# Moroccan real estate market analysis

## 1. API Data fetching

In [1]:
import sys

GRAPHQL_API_DATA_QUERY = """
query getListingAds($query: ListingAdsSearchQuery!) {
  getListingAds(query: $query) {
    ads {
      details {
        ... on PublishedAd {
          adId
          listId
          category {
            id
            name
            parent {
              id
              name
            }
          }
          type {
            key
            name
          }
          title
          description
          price {
            withCurrency
            withoutCurrency
          }
          discount
          params {
		    primary {
			  ... on TextAdParam {
                id
                name
                textValue
                trackingValue
			  }
			  ... on NumericAdParam {
                id
                name
                numericValue
                unit
			  }
              ... on BooleanAdParam {
                id
                name
                booleanValue
              }
			},
            secondary {
              ... on TextAdParam {
                id
                name
                textValue
                trackingValue
              }
              ... on NumericAdParam {
                id
                name
                numericValue
                unit
              }
              ... on BooleanAdParam {
                id
                name
                booleanValue
              }
            }
          }
          sellerType
          location {
            city {
              id
              name
            }
            area {
              id
              name
            }
          }
          listTime
          isEcommerce
          isImmoneuf
        }
      }
    }
  }
}
"""

GRAPHQL_API_COUNT_QUERY = """
query getListingAds($query: ListingAdsSearchQuery!) {
  getListingAds(query: $query) {
    count {
      total
    }
  }
}
"""

graphql_api_variables = lambda page_offset=1, page_results_count=1: {
    "query": {
        "filters": {
            "ad": {
                "categoryId": 1200,
                "type": "SELL",
                "hasPrice": True,
                "hasImage": True,
                "price": {
                    "greaterThanOrEqual": 0
                }
            }
        },
        "page": {
            "number": page_offset,  # Results page offset (Starts from 1)
            "size": page_results_count  # Number of results per request (Maxed at 1000)
        }
    }
}

GRAPHQL_API_URL = "https://gateway.avito.ma/graphql"

GRAPHQL_API_HEADERS = {
    "Content-Type": "application/json",
    "User-Agent": "Mozilla/5.0 (Windows NT 10.0; Win64; x64) AppleWebKit/537.36 (KHTML, like Gecko) Chrome/91.0.4472.124 Safari/537.36",
}


def fetch(url, headers, query, variables):
    response = requests.post(url, headers=headers, json={"query": query, "variables": variables})
    response.raise_for_status()
    return response.json()

In [2]:
import math
import requests

results_count = fetch(GRAPHQL_API_URL, GRAPHQL_API_HEADERS, GRAPHQL_API_COUNT_QUERY, graphql_api_variables())
results_count = int(results_count["data"]["getListingAds"]["count"]["total"])
pages_count = math.ceil(results_count / 1000)

raw_data = []
for page in range(1, pages_count + 1):
    n_results = results_count - (page * 1000) if page == pages_count else 1000

    current_page_response = fetch(
        GRAPHQL_API_URL,
        GRAPHQL_API_HEADERS,
        GRAPHQL_API_DATA_QUERY,
        graphql_api_variables(page, n_results)
    )

    raw_data.extend(current_page_response["data"]["getListingAds"]["ads"]["details"])

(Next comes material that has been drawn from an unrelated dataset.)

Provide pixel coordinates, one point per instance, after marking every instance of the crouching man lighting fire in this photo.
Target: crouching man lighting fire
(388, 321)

## 2. Convert JSON data to Pandas DataFrame

In [14]:
import pandas as pd

clean_data = []
for ad in raw_data:
    clean_row = {
        "adId": ad["adId"],
        "listId": ad["listId"],
        "listTime": ad["listTime"],
        "title": ad["title"],
        "description": ad["description"],
        "priceStr": ad["price"]["withCurrency"],
        "price": ad["price"]["withoutCurrency"],
        "categoryId": ad["category"]["id"],
        "categoryName": ad["category"]["name"],
        "parentCategoryId": ad["category"]["parent"]["id"],
        "parentCategoryName": ad["category"]["parent"]["name"],
        "typeKey": ad["type"]["key"],
        "typeName": ad["type"]["name"],
        "locationCityId": ad["location"]["city"]["id"],
        "locationCityName": ad["location"]["city"]["name"],
        "sellerType": ad["sellerType"],
        "discount": ad["discount"],
        "isEcommerce": ad["isEcommerce"],
        "isImmoneuf": ad["isImmoneuf"],
    }

    # Include area if it"s available
    if ad["location"].get("area"):
        if ad["location"]["area"].get("id"):
            clean_row["locationAreaId"] = ad["location"]["area"]["id"]

        if ad["location"]["area"].get("name"):
            clean_row["locationAreaName"] = ad["location"]["area"]["name"]

    # Include the primary parameters if they are available
    if "primary" in ad["params"] and ad["params"].get("primary") is not None:
        for param in ad["params"]["primary"]:
            clean_row[param["id"]] = param.get("textValue") or param.get("numericValue")

    # Include the secondary parameters if they are available
    if "secondary" in ad["params"] and ad["params"].get("secondary") is not None:
        for param in ad["params"]["secondary"]:
            clean_row[param["id"]] = param.get("textValue") or param.get("numericValue")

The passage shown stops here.